A Copa do Mundo de Rugby é o principal evento entre seleções deste esporte e é disputada a cada quatro anos desde 1987. Trata-se do terceiro evento desportivo mais visto no planeta (atrás apenas da Copa do Mundo de Futebol e dos Jogos Olímpicos).

O rugby chegou ao Brasil no século retrasado, por Charles Miller (exatamente quem trouxe o futebol ao Brasil) que organizou em 1895 o primeiro time de rúgbi brasileiro, em São Paulo; e o primeiro clube a praticar o esporte, o Clube Brasileiro de Futebol Rugby, teria sido fundado em 1891.

Em 20 de dezembro de 1972 foi fundada a Associação Brasileira de Rugby, em substituição à União de Rugby do Brasil. A nova entidade foi reconhecida pelo Conselho Nacional do Desporto.

No início de 2010, a Associação Brasileira de Rugby mudou seu nome para Confederação Brasileira de Rugby a fim de se adequar a estrutura administrativa esportiva do Brasil prevista na Lei Pelé e viabilizar o apoio por parte do COB (Comitê Olímpico Brasileiro).
A Confederação Brasileira de Rugby, nos termos do Inciso I do Art. 217 da Constituição Federal, goza de autonomia administrativa quanto a sua organização e funcionamento.

Com a vaga olímpica garantida por sermos anfitriões, com o repasse de verbas do COB e melhores patrocínios, o rugby tem passado por imensa evolução sendo que, neste ano, o Sportv transmitiu ao vivo partidas da Liga Nacional.

O rugby é hoje o segundo maior esporte em número de praticantes no mundo e a modalidade Seven é justamente a que o Brasil possui mais potencial e melhores resultados. O rugby tem crescido bastante no Brasil e segundo dados da International Rugby Board o país conta com 230 clubes e 10.130 atletas registrados. Portanto, após o início como um esporte para “universitários”, hoje atinge praticamente todo o país.

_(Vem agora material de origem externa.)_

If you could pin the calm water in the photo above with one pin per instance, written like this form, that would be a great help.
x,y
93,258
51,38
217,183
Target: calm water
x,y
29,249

O caminho para popularizar o rugby é longo, porém, o primeiro grande passo, já foi dado, pois sediar o primeiro torneio olímpico traz imensa responsabilidade e uma oportunidade única para desenvolver definitivamente o esporte.

A todos os leitores desejo um Feliz Natal e que a noite deste sábado seja mais um momento de reflexão e confraternização e menos expressão do consumismo social.